Sunday, January 25, 2015

first steps to big things


Wednesday night our realtor, Mike, came by to sign the paperwork to list our house.  It was intense, exciting and a little bit scary.  There is so much unknown but Mike has been super reassuring.  He knows how crazy I am because he helped us to buy our townhouse and I appreciate how confident he is about selling our house while also being very realistic about what we can expect.  Before leaving, Mike looked around the kitchen and told us we needed to de-clutter and depersonalize the place a bit before we take pictures for the listing.  Seemed easy enough.  As soon as Natalie went to bed, Brandon and I set to work.

I had absolutely no idea how depersonalizing our house would make me feel.  I didn't think much about it while we were doing it.  Mike gave us a task to complete and I wanted to get it done.  Wednesday night we took all the pictures and magnets off of the fridge.  We took down our engagement gift magnet board from Danielle and Dee. We took down our family pictures in the living room and in the office. We packed up a box of kitchen things we have out but don't use often to make the kitchen look bigger and cleaner. It was a good start.  

Thursday morning when I came downstairs and went into the kitchen and saw how bare it was in comparison to the previous morning, it started to hit me. We were going to sell the townhouse. We were going to leave behind this place that has meant so much. When I went out to start my car, the lock box hit the door and it made me twinge with guilt about how loud it was.  I had forgotten that Mike had already put it on the door.  I looked down and saw the for sale sign sitting next to the front door, remembering that someone was going to come put that up in our yard. I got a little emotional.
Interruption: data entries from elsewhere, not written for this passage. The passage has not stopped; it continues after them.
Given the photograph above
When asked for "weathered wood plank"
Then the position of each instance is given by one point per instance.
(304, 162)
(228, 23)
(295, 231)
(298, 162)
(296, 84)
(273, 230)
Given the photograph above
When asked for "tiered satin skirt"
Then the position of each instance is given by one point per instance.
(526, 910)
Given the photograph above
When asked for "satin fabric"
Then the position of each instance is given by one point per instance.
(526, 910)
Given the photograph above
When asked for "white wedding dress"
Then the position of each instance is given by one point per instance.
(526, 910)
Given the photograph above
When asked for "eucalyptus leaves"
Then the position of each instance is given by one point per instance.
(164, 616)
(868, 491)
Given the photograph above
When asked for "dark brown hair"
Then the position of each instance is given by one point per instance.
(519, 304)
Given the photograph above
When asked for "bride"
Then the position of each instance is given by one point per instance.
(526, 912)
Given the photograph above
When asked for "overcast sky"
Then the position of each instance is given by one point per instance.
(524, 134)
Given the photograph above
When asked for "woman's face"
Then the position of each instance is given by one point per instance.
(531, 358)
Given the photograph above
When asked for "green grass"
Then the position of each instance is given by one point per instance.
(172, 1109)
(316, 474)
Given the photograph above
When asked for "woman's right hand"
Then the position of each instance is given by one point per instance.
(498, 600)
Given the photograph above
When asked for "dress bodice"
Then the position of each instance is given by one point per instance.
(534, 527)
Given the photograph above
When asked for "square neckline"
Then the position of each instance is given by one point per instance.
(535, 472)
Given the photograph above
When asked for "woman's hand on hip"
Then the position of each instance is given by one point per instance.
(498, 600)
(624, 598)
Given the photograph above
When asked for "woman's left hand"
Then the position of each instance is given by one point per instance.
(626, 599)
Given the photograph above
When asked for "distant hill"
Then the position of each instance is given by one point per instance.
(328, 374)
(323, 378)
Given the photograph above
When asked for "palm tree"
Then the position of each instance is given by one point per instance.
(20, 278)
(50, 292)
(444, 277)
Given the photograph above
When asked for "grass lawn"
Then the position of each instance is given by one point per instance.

The townhouse is where I feel like our story really began.  It was where we really fell into our marriage and started our happily ever after as husband and wife.  It was where I experienced one of the hardest losses of my life in my miscarriage.  And where my marriage found strength to overcome infertility obstacles.  It was where we, as a couple, got to experience the joy and excitement of a positive pregnancy test. It was where we brought Natalie home, where we spent the first year of her life, where we really became the Wilkinsons. It's hard to take these steps towards something different, but I am excited to see what is to come.